Hedge-funder Steve Cohen |
Federal prosecutors have served grand jury subpoenas on Cohen and others at the firm seeking their testimony but Cohen took the 5th and refused to testify.
Cohen, who lives in Greenwich, Conn., is one of the highest profile figures in American finance and one of the world's richest men. He is among the handful of upper-tier hedge fund managers who pull in about $1 billion a year in compensation.
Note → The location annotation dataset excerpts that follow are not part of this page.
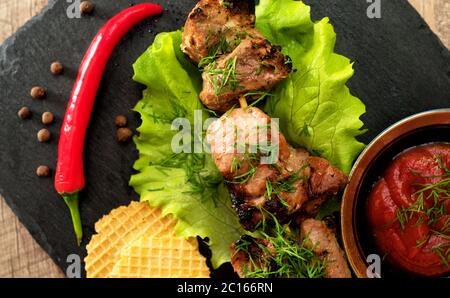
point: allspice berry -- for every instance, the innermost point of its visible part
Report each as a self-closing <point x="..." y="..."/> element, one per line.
<point x="38" y="92"/>
<point x="24" y="113"/>
<point x="47" y="118"/>
<point x="124" y="135"/>
<point x="86" y="7"/>
<point x="43" y="171"/>
<point x="121" y="121"/>
<point x="44" y="135"/>
<point x="56" y="68"/>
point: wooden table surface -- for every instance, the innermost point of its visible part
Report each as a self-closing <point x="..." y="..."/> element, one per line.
<point x="21" y="255"/>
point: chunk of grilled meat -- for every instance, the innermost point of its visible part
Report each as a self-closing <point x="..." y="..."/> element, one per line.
<point x="254" y="65"/>
<point x="295" y="182"/>
<point x="237" y="59"/>
<point x="248" y="254"/>
<point x="323" y="242"/>
<point x="212" y="20"/>
<point x="315" y="242"/>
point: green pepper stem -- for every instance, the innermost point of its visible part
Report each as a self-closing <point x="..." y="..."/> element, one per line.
<point x="72" y="202"/>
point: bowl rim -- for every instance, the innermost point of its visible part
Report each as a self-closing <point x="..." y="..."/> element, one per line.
<point x="364" y="162"/>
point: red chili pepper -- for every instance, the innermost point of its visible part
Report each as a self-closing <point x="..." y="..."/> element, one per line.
<point x="69" y="178"/>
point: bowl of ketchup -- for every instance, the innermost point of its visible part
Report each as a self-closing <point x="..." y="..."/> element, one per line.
<point x="397" y="204"/>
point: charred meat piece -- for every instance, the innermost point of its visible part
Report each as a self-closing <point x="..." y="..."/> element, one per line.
<point x="237" y="60"/>
<point x="283" y="252"/>
<point x="323" y="242"/>
<point x="291" y="183"/>
<point x="254" y="65"/>
<point x="249" y="254"/>
<point x="213" y="21"/>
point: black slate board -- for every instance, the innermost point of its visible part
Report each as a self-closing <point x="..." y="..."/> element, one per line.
<point x="401" y="69"/>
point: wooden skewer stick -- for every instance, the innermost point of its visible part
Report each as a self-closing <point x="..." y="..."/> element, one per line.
<point x="243" y="102"/>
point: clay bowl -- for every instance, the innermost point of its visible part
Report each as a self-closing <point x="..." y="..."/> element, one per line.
<point x="428" y="127"/>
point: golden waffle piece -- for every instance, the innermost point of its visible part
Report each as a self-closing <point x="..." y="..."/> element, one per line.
<point x="166" y="256"/>
<point x="119" y="229"/>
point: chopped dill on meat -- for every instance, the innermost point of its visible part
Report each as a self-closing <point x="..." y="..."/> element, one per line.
<point x="278" y="252"/>
<point x="221" y="78"/>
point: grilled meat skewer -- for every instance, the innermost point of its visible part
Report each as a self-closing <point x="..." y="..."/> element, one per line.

Now he faces possible fines and could be barred for life from managing investor funds.
According to NewsTime,
He's seen at least nine of his trusted associates charged or implicated in a rapidly metastasizing insider trading scandal, one that has cost his firm a record $616 million regulatory settlement and can be felt from hedge fund row on Connecticut's Gold Coast to Wall Street.As I suspected, Cohen and his wife Alexandria, turn out to be big players in the charter school world. Through their tax-sheltered family foundation, they have given $35 million to "school choice" projects and more than $10 million over the last six years to Achievement First, Charter Network,as a way of pushing the development of charter schools across Connecticut. Cohen, who strikes me as anything but a Robin Hood, is also on the board of the Robin Hood Foundation, which helped spawn Achievement First.
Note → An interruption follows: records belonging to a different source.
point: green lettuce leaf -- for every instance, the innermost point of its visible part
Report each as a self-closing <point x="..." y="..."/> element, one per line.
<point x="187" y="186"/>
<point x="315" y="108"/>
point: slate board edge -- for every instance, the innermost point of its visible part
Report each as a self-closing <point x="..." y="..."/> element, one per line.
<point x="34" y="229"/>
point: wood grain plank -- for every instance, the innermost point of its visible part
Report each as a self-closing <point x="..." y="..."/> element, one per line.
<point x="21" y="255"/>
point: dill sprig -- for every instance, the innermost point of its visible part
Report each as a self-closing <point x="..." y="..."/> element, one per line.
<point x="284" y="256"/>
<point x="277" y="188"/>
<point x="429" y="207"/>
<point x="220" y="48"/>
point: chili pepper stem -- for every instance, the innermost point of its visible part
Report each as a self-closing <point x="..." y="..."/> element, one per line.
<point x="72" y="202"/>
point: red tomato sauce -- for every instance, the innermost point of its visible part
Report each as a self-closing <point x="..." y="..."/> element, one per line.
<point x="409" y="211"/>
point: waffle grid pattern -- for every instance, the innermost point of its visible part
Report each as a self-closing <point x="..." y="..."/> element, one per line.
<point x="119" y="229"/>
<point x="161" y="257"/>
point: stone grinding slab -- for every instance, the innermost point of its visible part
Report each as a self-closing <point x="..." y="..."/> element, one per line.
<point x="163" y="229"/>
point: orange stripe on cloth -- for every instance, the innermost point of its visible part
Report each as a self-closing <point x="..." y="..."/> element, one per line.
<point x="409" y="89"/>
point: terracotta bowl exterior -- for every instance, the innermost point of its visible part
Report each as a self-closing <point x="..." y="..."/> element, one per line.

He has also given $40 million to support his six charter schools operating in the Bronx.
The Cohen's are sponsors of the Amistad Academy in New Haven, which is described here as, "a charter school serving minority students...using chants, rewards, and consequences."
I'm not sure what it is about hedge-funders like Boykin Curry of Eagle Capital, Whitney Tilson of T2 Partners, David Einhorn of Greenlight Capital, Michael Novogratz of Fortress Investment Group, Carl Icahn and the rest that attracts them to the charter world. But I suspect it has more to do with free-market ideology than anything to do with teaching and learning.